Much better known as Tony Soprano, a character loosely based on real-life New Jersey mobster Vincent “Vinny Ocean” Palermo, of the television show The Sopranos, James Joseph Gandolfini Jr was born 1961 and sadly died of a heart attack aged only 51 in June 2013. Gandolfini received widespread praise for his performance as the crime boss, winning three Emmy Awards, three Screen Actors Guild Awards and one Golden Globe Award.
Gandolfini was divorced from his first wife in 2002 (a union bearing his son Michael Gandolfini who was a teenager at the time of his death) and he died leaving behind his second wife Deborah and, at the time, their 8 month old baby daughter Liliana.
Gandolfini’s Will left his son all of his clothing and jewellery but failed to leave the then 13-year-old any cash. The Will declared that he had made other provisions for him (furthermore the Will leaves Michael and Liliana 50 percent shares of their father’s home and land in Italy).
It is believed that the overall value of Gandolfini’s estate is more than $70US million.
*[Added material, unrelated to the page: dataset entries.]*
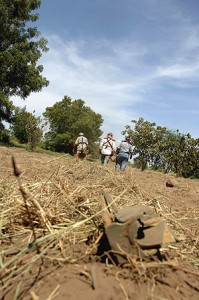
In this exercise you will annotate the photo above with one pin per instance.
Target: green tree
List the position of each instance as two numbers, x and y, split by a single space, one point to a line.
66 119
143 139
27 128
6 110
20 49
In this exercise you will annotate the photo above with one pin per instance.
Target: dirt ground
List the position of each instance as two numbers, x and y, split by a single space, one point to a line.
68 193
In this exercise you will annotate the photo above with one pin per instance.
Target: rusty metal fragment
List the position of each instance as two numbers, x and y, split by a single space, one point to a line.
135 231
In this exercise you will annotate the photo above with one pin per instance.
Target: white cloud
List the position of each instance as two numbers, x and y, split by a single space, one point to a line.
113 77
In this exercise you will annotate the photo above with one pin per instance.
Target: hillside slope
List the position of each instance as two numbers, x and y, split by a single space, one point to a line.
57 203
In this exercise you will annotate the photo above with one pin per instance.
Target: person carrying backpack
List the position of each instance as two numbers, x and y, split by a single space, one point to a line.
124 151
81 146
107 148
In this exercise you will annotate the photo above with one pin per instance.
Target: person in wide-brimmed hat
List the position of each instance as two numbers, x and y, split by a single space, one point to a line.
81 146
107 148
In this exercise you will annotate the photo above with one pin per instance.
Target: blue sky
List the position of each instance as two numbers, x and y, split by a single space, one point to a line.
125 58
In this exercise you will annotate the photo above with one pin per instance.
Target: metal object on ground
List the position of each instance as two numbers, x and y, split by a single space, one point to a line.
134 231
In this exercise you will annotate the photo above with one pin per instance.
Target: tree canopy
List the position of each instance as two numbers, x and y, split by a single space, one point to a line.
20 50
163 149
67 119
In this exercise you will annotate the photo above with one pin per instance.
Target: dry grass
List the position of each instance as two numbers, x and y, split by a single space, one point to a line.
51 210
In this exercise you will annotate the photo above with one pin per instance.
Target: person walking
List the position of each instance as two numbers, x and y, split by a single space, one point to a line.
107 148
124 151
81 146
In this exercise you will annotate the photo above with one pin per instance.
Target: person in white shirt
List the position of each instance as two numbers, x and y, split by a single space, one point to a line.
107 148
124 151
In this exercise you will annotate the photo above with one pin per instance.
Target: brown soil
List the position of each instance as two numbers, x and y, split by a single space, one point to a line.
58 194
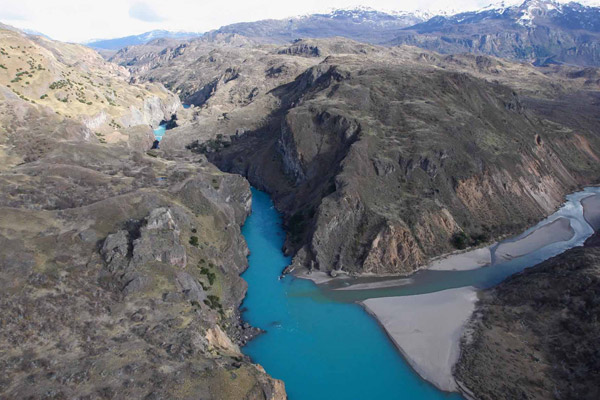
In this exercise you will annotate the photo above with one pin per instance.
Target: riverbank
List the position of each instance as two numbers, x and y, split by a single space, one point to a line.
427 329
425 319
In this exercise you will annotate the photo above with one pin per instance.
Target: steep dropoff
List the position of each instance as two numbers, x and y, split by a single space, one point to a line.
125 263
534 335
381 159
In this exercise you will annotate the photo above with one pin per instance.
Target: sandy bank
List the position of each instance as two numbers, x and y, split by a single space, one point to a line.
427 329
559 230
591 210
378 284
464 261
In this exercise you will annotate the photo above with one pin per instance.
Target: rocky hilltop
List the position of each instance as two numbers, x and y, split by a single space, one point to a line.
381 158
535 335
120 267
76 82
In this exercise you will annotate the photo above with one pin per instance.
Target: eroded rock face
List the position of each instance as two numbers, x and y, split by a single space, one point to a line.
159 240
378 159
112 254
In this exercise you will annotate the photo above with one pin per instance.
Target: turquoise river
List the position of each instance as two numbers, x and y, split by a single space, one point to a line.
325 346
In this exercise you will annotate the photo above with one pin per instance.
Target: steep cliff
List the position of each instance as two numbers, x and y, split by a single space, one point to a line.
381 158
119 269
535 336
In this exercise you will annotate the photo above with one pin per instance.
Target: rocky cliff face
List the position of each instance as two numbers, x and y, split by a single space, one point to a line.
119 274
535 335
379 158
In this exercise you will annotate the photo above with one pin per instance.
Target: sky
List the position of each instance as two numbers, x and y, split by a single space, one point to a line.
82 20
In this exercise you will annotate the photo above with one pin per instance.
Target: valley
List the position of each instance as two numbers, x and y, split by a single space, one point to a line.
348 204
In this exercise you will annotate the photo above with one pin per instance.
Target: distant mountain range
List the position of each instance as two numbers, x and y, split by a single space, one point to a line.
361 24
537 31
119 43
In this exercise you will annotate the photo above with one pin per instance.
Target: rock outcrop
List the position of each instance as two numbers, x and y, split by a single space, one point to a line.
119 269
379 160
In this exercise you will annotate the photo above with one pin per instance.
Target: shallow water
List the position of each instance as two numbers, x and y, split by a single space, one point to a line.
160 131
427 281
322 344
320 348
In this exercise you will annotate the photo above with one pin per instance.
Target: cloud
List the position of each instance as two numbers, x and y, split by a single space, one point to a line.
144 12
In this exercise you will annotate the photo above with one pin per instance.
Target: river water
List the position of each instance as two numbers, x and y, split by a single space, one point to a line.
322 344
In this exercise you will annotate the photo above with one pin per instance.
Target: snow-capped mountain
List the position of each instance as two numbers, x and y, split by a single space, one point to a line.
361 23
119 43
539 31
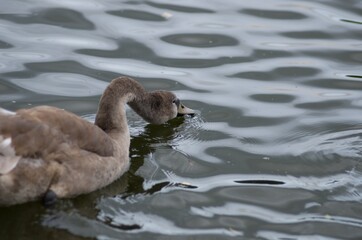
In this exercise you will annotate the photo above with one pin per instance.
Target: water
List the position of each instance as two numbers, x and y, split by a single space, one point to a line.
274 152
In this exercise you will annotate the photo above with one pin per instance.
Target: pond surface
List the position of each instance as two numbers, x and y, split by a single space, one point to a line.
274 151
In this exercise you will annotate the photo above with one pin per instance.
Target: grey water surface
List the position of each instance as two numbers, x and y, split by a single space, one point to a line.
274 151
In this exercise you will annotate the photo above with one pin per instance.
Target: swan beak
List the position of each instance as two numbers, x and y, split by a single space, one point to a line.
183 110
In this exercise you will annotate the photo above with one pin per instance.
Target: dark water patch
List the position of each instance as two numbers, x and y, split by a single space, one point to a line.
354 76
328 83
5 45
260 182
351 21
200 40
179 8
273 98
129 48
280 73
66 66
61 17
255 75
325 105
342 57
137 15
256 121
307 35
273 14
295 72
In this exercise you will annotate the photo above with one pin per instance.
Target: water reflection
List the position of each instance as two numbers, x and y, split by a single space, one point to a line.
275 151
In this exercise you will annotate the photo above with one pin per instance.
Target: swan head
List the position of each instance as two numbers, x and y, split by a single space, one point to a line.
160 106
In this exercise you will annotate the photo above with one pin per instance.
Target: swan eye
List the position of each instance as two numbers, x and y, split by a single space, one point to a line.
176 101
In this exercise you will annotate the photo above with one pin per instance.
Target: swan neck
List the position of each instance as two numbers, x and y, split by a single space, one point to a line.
111 115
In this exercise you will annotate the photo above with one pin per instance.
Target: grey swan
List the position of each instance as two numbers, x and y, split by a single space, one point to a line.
48 153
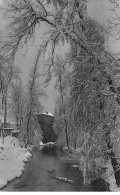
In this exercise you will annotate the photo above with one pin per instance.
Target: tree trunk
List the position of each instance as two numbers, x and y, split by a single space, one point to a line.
66 132
111 154
5 112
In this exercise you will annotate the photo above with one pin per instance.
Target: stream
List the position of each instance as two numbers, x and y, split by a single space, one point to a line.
51 171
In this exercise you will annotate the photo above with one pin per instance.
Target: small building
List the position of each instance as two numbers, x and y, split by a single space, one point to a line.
6 131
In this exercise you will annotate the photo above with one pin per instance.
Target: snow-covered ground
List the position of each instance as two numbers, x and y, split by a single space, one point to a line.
110 178
12 159
48 113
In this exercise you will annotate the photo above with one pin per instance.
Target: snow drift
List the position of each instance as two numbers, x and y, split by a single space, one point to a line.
12 159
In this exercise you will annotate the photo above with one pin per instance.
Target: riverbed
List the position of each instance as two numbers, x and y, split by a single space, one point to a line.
51 171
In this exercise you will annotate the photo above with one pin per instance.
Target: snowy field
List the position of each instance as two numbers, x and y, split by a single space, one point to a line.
12 159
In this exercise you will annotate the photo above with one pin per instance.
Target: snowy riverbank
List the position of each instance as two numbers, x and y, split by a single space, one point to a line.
12 159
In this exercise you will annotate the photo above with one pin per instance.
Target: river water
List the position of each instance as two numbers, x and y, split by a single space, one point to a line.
42 171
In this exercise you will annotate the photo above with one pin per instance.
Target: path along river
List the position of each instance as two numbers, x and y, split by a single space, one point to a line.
41 172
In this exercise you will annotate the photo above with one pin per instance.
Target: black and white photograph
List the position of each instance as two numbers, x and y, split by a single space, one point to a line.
59 96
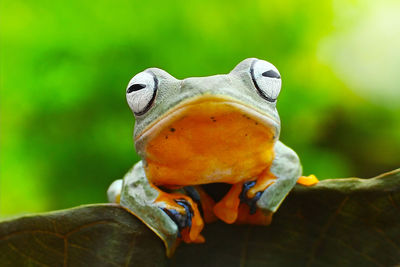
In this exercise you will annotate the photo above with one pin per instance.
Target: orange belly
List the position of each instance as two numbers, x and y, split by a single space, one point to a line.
212 142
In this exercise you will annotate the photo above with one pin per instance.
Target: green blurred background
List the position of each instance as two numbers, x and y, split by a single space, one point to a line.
66 130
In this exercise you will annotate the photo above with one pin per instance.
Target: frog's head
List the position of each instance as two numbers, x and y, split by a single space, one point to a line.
233 106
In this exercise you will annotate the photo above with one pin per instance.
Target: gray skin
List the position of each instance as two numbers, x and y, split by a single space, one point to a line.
243 84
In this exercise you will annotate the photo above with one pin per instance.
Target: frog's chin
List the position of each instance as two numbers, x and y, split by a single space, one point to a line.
210 107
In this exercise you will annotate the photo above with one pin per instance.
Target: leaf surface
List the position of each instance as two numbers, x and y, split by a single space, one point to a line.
342 222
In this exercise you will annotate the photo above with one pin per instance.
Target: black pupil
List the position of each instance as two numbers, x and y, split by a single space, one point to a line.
271 74
135 87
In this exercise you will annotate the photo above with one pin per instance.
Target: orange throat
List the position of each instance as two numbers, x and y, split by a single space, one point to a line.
208 142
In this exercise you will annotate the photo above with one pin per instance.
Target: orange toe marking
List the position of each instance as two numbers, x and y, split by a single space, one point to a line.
308 180
207 204
227 208
263 182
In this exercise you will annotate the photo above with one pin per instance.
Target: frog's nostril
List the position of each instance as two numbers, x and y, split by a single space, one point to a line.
271 74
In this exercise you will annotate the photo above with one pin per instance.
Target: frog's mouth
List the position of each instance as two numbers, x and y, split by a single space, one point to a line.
208 107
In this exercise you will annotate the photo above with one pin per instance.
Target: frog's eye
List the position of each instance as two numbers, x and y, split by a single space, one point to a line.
266 79
141 92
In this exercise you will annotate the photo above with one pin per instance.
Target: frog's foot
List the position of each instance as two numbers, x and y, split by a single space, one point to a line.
227 208
114 191
307 180
203 201
185 213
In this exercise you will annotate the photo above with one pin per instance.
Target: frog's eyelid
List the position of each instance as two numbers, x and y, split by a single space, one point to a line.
135 87
271 74
260 92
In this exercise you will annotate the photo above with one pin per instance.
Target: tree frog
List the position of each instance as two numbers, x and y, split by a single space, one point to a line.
196 133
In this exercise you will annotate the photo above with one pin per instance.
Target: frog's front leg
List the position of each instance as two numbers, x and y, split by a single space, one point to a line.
255 201
184 212
172 216
242 198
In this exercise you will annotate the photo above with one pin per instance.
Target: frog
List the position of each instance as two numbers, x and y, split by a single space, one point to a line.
199 132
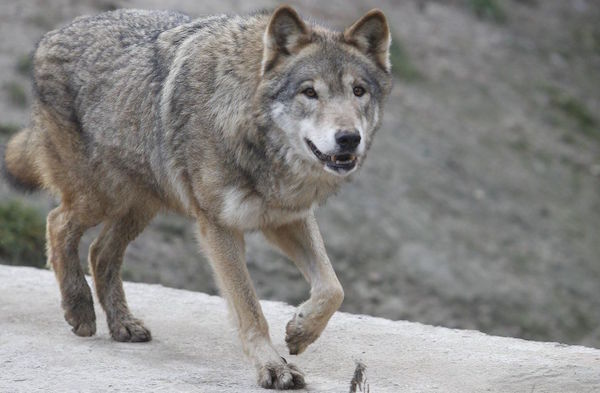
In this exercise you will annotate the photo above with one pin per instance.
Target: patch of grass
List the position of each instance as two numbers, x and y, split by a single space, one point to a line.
488 9
22 234
402 66
16 94
8 129
24 65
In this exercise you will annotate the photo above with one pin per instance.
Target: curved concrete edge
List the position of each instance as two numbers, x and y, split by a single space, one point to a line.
196 350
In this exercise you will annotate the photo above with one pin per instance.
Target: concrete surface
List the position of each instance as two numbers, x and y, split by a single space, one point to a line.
196 350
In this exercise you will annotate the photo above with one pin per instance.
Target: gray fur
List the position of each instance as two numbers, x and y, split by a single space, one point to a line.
141 111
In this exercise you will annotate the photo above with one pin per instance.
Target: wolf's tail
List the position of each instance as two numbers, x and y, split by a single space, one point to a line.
19 161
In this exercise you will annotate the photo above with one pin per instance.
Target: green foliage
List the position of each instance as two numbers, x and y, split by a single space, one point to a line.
22 234
402 67
16 94
488 9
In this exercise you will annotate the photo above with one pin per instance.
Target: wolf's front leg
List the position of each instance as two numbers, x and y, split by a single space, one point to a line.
301 241
225 249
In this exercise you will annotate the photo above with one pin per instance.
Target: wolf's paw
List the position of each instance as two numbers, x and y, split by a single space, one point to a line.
81 317
298 335
275 375
129 330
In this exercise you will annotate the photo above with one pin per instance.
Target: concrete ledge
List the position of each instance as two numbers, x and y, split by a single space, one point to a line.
195 349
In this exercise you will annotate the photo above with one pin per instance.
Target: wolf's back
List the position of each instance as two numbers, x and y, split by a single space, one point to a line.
78 72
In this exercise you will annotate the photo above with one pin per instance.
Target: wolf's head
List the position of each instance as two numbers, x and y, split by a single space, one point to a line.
322 90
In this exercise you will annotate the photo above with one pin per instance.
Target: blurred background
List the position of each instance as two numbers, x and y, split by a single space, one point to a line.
479 204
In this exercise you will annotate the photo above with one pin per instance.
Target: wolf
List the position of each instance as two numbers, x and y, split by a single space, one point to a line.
244 123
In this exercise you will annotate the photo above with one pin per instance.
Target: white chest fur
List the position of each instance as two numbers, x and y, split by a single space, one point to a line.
246 211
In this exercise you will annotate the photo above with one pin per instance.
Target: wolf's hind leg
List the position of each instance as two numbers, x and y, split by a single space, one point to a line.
105 259
63 231
301 241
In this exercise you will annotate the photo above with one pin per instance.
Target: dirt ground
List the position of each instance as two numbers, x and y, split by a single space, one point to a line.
479 204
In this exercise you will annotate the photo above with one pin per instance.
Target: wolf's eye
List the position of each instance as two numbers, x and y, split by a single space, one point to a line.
310 92
358 91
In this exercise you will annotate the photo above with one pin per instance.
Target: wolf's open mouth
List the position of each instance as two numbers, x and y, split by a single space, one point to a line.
336 162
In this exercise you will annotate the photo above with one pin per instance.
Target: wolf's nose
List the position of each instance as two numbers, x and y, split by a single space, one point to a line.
347 140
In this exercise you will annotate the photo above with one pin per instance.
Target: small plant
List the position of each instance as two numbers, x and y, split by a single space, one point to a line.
402 67
22 234
359 380
488 9
16 94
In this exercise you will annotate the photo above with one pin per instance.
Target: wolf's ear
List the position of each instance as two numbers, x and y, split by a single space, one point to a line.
371 35
286 34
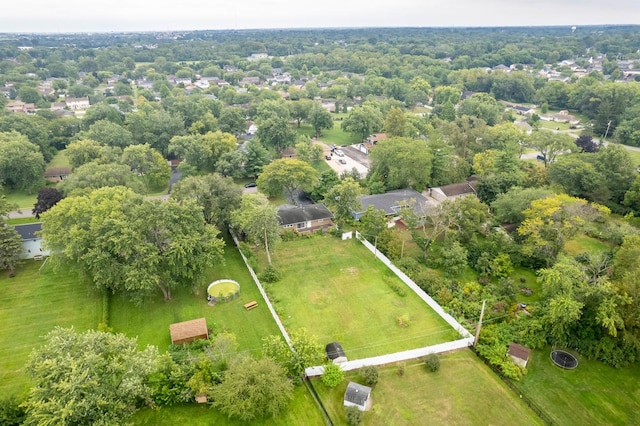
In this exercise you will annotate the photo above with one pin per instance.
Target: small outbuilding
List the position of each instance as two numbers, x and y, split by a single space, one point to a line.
519 354
358 396
335 353
188 331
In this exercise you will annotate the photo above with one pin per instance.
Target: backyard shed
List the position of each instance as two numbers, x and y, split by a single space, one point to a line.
358 396
335 353
519 354
188 331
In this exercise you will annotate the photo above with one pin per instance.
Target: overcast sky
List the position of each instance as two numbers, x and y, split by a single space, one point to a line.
147 15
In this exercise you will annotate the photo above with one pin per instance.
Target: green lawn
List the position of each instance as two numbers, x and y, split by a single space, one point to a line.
591 394
338 291
463 391
584 244
301 411
33 303
21 199
150 323
59 160
337 137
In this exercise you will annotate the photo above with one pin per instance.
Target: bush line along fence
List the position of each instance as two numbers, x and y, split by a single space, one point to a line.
465 342
534 407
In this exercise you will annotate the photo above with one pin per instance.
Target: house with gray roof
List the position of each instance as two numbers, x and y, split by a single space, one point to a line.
306 218
358 396
31 242
393 201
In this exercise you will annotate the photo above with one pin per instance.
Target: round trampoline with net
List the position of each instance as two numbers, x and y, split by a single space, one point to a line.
564 359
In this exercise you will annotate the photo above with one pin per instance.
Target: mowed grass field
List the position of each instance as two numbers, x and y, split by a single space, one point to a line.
150 322
32 304
302 410
339 292
592 394
463 392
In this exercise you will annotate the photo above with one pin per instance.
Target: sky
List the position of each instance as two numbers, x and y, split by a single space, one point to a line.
45 16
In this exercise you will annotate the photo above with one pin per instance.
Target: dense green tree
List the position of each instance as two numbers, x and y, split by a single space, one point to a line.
363 121
253 389
21 163
87 378
287 175
550 144
401 163
319 118
147 163
217 196
256 157
258 220
276 133
127 245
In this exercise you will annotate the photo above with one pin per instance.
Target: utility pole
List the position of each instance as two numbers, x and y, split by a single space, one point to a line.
475 342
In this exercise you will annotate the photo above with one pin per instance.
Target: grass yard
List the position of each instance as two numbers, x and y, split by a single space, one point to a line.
150 323
585 244
32 304
302 410
337 137
591 394
59 160
463 391
338 291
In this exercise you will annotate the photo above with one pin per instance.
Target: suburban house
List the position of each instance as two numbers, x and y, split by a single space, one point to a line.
358 396
392 202
453 191
519 354
188 331
56 174
305 219
76 104
31 243
335 353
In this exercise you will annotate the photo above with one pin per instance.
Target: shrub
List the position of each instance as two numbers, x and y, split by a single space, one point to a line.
432 361
332 375
270 274
354 416
404 320
370 374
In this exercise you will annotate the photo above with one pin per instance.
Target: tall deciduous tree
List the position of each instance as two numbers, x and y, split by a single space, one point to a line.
550 144
319 118
253 389
21 163
87 378
287 175
217 196
126 244
402 162
258 220
363 121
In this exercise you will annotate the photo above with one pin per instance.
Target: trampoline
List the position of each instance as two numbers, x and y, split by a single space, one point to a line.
564 359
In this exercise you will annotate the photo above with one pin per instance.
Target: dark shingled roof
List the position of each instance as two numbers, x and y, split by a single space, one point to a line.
334 350
357 394
290 215
391 201
519 351
28 231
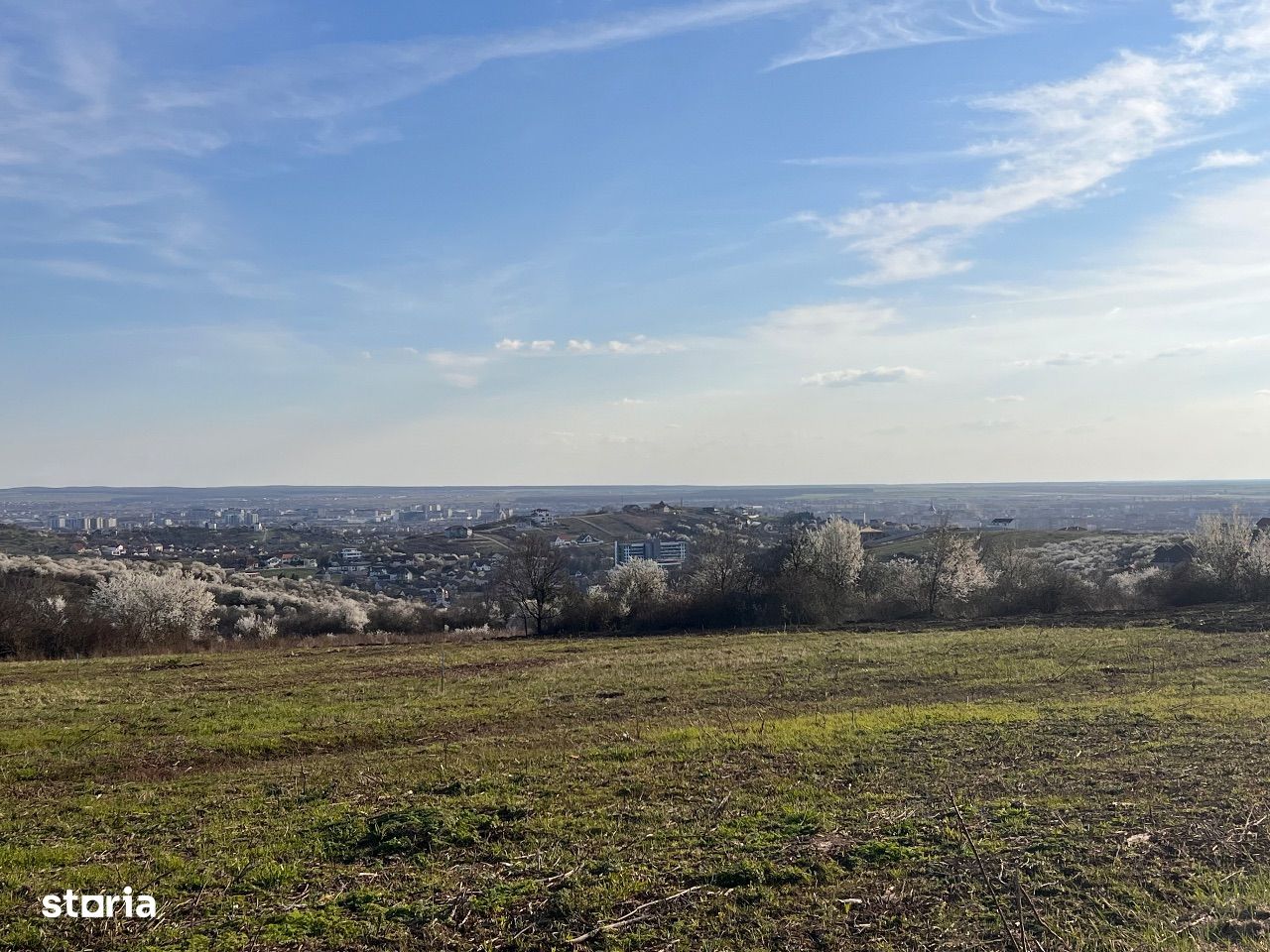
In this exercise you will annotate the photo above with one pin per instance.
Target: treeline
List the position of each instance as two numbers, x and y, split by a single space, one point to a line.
77 607
822 575
817 576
The Will was signed only 6 months prior to his death but importantly, and here commences the first lesson, the Will was completed after the birth of his second child.
Gandolfini also did not leave any cash for his current wife, Deborah, but the Will says she’s also provided for in a trust.
Subsequent to his divorce in 2002 Gandolfini created an insurance trust for the benefit of his son. This was essentially a policy of life insurance that would pay out upon death to the trust rather than his deceased estate. It is believed the trust fund will have at least $7US million in it.
Gandolfini left large sums of cash to other family members and friends and the majority share to his young daughter.
Lessons to be learned
As unforeseen and untimely as it was to see an actor at his peak die, no one is immune from an unexpected death. The phrase I’m too young to do my Will or I’ll get around to it eventually just doesn’t make any sense.
Gandolfini surely didn’t believe he was going to die so young, but he had established a well thought out and considered estate plan for those that he felt an obligation to benefit and provide for.
It serves as an important reminder to either create your will or update it should coincide with major life events such as divorce, marriage or the birth of children (once you get married any existing Will in place is automatically voided).
There are many ways to own assets, individually, jointly, in partnership, via a company or a trust. Where those assets reside are integral to an estate plan and can, if necessary, put assets outside the control of a Court or quarantine them from the possibility of an inheritance claim.
Gandolfini’s use of life insurance and a special purpose trust to benefit his son is a perfect example of an estate plan in action….it’s more than just a Will.